Two Tamil asylum-seekers and their Australian-born daughters will remain in Australia for the foreseeable future after a Federal Court decided to hear their case. Source: The Guardian.
Priya, Nadesalingam and their children, Kopika, 4, and Tharunicaa, 2, were sent to Christmas Island last month after the Federal Court granted an injunction preventing the government deporting Tharunicaa until the court application had been heard.
In the Federal Court yesterday, judge Mordecai Bromberg found that the family had established a prima facie case to keep them in Australia until the case goes to a final hearing at a date still yet to be determined.
Home Affairs Minister Peter Dutton said yesterday afternoon that the family would stay on Christmas Island in the interim, and that they were not in detention but “effectively” living in the community – a claim Priya disputed. He also repeated accusations the couple had their daughters as “anchor babies”.
The case centres around the fact that until this week the government had not considered whether Tharunicaa was owed protection under Australia’s international obligations.

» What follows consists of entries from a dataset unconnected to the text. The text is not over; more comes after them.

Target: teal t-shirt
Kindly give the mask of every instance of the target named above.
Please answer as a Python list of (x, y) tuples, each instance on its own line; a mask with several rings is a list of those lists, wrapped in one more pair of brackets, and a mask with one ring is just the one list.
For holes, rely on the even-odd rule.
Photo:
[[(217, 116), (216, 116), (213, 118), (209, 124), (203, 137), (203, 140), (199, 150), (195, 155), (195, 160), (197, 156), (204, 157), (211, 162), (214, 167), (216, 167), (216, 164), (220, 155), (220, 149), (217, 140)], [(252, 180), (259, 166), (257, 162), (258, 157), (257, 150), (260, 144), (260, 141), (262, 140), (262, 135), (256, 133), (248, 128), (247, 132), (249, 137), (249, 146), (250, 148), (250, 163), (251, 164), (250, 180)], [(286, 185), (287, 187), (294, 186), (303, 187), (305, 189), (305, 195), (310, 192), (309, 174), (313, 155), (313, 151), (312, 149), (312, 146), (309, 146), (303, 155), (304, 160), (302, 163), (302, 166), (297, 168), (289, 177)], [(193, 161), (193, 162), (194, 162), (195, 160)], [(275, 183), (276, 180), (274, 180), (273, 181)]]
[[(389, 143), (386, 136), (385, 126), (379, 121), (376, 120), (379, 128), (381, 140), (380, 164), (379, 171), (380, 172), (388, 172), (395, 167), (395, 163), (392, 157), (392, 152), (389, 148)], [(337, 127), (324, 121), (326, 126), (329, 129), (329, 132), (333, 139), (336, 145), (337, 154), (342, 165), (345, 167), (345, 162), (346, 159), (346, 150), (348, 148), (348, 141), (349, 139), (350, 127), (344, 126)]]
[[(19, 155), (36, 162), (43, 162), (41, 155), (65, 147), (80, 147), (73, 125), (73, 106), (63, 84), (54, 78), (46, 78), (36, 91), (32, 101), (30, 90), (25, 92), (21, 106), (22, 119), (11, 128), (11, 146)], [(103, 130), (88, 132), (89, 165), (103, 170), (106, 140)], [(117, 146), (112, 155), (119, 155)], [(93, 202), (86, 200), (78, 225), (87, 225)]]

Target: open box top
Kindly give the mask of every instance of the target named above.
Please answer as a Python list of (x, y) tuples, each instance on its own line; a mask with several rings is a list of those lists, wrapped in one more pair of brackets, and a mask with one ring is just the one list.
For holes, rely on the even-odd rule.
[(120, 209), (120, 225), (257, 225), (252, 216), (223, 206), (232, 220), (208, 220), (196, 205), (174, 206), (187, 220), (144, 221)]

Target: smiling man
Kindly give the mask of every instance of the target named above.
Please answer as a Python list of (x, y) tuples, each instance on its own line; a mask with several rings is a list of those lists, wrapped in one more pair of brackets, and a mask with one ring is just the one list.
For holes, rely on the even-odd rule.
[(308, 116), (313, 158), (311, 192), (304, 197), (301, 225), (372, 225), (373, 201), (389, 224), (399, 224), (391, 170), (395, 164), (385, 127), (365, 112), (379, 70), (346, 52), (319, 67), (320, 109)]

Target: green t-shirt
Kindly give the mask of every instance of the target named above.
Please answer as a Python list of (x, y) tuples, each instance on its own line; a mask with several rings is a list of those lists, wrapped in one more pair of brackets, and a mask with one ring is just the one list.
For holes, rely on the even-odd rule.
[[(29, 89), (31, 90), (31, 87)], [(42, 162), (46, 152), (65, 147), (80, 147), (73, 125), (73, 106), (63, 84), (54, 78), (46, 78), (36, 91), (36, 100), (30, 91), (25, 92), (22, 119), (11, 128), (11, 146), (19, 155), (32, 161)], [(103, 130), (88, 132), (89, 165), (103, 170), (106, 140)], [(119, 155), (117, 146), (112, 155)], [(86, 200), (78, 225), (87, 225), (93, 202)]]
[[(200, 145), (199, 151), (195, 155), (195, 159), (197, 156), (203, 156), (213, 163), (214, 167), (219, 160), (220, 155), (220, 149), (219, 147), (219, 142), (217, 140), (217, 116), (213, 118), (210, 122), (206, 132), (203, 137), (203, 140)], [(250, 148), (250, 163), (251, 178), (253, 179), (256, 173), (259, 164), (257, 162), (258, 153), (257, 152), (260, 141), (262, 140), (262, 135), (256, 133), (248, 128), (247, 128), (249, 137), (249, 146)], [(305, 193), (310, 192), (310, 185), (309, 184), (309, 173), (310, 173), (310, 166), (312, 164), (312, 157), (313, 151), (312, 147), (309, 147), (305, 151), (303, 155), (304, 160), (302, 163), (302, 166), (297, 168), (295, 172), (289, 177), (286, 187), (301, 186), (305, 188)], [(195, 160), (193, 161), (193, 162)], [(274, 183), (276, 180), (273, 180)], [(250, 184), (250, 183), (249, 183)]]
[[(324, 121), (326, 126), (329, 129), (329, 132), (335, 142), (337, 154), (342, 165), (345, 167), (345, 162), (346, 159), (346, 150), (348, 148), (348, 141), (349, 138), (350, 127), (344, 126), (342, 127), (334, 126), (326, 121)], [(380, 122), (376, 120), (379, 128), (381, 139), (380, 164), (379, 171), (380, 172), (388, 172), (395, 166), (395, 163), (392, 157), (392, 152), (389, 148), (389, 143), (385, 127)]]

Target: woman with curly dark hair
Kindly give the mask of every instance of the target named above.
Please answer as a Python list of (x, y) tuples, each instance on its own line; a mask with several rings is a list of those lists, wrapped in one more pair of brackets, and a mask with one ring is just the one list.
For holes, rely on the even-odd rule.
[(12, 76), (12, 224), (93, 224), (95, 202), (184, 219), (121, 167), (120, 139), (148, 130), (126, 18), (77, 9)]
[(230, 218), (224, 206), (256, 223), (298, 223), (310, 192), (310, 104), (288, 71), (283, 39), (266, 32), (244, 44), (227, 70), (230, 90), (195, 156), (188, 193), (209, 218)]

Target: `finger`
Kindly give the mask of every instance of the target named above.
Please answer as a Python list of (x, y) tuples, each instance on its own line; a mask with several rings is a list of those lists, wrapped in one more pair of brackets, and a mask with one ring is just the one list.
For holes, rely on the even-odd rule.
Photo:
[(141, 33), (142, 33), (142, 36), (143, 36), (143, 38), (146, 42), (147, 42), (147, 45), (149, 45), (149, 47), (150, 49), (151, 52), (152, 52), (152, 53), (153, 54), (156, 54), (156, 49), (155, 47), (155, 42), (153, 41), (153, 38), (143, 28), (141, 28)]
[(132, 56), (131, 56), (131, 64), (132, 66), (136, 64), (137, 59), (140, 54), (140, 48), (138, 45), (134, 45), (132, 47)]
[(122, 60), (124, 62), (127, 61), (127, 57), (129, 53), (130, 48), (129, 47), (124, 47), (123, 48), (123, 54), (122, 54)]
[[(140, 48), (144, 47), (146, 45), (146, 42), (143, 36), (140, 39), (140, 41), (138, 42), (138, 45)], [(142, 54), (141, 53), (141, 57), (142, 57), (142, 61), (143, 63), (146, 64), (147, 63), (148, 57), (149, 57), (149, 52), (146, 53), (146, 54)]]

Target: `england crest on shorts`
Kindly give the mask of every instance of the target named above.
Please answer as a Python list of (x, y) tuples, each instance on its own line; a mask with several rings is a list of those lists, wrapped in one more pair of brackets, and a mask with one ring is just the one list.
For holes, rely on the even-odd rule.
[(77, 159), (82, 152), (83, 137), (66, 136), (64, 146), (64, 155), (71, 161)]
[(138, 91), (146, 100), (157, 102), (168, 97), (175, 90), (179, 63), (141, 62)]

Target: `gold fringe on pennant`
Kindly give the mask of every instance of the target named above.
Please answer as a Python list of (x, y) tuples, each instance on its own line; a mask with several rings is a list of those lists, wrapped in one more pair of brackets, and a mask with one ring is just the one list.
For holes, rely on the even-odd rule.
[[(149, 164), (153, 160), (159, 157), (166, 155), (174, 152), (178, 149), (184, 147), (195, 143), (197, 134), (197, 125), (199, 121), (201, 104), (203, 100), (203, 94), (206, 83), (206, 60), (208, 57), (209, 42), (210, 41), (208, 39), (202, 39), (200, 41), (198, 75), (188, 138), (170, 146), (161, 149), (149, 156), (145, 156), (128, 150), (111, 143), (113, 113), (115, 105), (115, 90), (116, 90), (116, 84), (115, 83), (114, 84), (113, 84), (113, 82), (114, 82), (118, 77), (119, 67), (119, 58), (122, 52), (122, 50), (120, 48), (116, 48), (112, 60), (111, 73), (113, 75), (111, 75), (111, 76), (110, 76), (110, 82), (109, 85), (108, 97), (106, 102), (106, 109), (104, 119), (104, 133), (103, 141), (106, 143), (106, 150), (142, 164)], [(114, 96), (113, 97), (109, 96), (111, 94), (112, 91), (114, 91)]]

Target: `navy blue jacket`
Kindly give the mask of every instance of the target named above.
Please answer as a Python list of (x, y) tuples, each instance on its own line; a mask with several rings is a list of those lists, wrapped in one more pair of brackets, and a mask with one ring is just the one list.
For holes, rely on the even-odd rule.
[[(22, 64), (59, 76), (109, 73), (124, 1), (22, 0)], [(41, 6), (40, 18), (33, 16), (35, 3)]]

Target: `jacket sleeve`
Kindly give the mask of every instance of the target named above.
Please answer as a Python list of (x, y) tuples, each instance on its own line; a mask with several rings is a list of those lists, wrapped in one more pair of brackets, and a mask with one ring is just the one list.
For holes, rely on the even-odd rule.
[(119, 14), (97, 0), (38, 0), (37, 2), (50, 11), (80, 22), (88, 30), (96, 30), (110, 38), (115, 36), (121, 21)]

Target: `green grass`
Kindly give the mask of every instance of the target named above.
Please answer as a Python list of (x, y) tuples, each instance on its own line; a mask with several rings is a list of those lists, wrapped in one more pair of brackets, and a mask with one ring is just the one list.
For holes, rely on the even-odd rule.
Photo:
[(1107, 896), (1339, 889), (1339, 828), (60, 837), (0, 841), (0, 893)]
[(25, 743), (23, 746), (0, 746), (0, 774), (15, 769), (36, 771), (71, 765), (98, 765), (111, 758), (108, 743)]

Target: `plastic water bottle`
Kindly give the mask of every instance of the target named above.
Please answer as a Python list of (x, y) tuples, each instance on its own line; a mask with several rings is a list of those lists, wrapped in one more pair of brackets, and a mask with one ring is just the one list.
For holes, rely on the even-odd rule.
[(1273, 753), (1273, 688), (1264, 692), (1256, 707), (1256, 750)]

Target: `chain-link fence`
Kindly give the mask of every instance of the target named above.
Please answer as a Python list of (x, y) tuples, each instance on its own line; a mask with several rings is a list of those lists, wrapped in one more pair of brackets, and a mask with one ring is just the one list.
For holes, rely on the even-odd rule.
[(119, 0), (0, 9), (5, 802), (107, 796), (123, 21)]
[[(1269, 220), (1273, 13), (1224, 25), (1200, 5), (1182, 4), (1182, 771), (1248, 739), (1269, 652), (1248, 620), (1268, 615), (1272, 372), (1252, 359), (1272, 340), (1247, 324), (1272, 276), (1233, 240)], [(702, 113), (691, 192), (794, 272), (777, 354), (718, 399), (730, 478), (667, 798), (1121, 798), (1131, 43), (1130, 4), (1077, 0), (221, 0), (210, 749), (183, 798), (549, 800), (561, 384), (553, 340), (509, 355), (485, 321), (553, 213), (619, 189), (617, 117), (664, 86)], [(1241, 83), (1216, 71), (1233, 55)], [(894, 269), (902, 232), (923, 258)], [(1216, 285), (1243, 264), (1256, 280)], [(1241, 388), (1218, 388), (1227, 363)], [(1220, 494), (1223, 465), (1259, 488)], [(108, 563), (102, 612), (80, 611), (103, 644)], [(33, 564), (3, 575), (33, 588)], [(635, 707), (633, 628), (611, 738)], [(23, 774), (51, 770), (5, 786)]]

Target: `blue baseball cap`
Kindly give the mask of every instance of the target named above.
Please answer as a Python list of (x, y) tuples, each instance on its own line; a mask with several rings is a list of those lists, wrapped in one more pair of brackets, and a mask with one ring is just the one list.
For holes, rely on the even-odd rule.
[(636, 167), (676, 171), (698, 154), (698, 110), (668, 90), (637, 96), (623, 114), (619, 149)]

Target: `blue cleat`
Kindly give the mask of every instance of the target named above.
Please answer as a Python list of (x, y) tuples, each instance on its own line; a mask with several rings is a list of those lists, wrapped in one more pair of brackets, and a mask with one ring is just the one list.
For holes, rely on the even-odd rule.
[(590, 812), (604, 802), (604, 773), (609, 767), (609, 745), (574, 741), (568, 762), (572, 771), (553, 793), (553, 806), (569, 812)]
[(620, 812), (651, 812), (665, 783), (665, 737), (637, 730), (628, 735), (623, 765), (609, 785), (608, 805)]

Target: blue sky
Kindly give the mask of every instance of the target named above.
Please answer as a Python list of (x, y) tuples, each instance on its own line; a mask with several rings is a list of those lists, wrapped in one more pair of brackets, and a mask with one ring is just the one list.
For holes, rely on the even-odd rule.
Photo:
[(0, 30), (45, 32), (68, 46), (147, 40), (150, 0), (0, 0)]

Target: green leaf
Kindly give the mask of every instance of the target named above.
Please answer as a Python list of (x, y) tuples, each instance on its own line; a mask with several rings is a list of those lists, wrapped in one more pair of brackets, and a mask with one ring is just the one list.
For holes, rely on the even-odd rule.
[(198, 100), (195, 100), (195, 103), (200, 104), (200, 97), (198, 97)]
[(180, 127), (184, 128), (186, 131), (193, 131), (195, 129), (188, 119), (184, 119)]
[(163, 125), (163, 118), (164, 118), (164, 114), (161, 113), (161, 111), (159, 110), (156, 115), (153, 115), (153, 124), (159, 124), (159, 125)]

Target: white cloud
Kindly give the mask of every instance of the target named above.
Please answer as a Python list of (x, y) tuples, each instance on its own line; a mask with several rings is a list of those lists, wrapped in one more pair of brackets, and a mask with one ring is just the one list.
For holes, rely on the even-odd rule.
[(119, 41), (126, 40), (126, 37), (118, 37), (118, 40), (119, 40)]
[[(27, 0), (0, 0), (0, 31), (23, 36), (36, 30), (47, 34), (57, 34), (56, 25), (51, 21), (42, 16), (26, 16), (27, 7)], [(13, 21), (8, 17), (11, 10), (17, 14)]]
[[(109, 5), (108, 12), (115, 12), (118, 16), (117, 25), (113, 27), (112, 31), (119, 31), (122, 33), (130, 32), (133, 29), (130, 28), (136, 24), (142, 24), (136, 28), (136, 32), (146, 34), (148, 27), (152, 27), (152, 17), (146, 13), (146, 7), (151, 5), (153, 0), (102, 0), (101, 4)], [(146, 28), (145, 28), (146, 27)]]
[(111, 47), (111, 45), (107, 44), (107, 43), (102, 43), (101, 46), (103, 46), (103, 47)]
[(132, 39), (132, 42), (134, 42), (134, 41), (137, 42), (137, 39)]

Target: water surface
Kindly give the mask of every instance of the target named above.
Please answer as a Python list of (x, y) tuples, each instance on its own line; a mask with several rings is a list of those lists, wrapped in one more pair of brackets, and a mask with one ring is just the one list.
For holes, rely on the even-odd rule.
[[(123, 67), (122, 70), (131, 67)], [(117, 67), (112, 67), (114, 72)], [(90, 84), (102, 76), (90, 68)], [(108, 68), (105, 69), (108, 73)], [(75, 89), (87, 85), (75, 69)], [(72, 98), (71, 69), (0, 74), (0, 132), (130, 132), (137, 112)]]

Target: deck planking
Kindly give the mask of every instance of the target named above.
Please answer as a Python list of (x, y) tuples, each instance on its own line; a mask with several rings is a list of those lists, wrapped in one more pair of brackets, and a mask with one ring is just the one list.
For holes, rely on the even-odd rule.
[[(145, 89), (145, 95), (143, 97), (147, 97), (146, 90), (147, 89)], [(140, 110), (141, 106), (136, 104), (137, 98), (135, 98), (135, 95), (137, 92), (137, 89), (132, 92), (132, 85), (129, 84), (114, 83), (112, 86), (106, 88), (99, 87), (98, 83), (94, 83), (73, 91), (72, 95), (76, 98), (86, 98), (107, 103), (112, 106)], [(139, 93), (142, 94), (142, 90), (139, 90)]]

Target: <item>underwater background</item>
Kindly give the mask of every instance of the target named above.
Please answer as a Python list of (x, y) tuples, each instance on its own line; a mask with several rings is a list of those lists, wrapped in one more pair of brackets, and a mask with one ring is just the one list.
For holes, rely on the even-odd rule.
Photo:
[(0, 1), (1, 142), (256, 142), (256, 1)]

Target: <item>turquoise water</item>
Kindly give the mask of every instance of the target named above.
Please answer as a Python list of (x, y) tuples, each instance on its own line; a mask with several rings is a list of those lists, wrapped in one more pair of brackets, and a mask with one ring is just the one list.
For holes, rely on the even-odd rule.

Under the Migration Act, people who arrive in Australia by boat cannot apply for a visa while in Australia. Even though Tharunicaa was born in Australia, she is given the same visa status as her parents. But the Immigration Minister has the power to “lift the bar” to allow her to apply for a visa.
After the case was launched, the Home Affairs Department referred the case to Immigration Minister David Coleman, but he decided not to lift the bar.
In an interlocutory hearing in the Federal Court on Wednesday, Justice Bromberg delayed handing down a decision on whether to go to a full hearing after the barrister representing the family, Angel Aleksov, launched a new argument. He said a July 2017 ministerial determination from Mr Dutton had lifted the bar preventing Tharunicaa from applying for a visa in 2017, and the bar remained lifted.
Justice Bromberg found that the argument that the bar was lifted in the 2017 determination had some prospect of success if the case went to final hearing, as well as the second claim that while there is process afoot that may lead Tharunicaa to be granted a visa, the government has no power to remove her (and her family by extension) from Australia.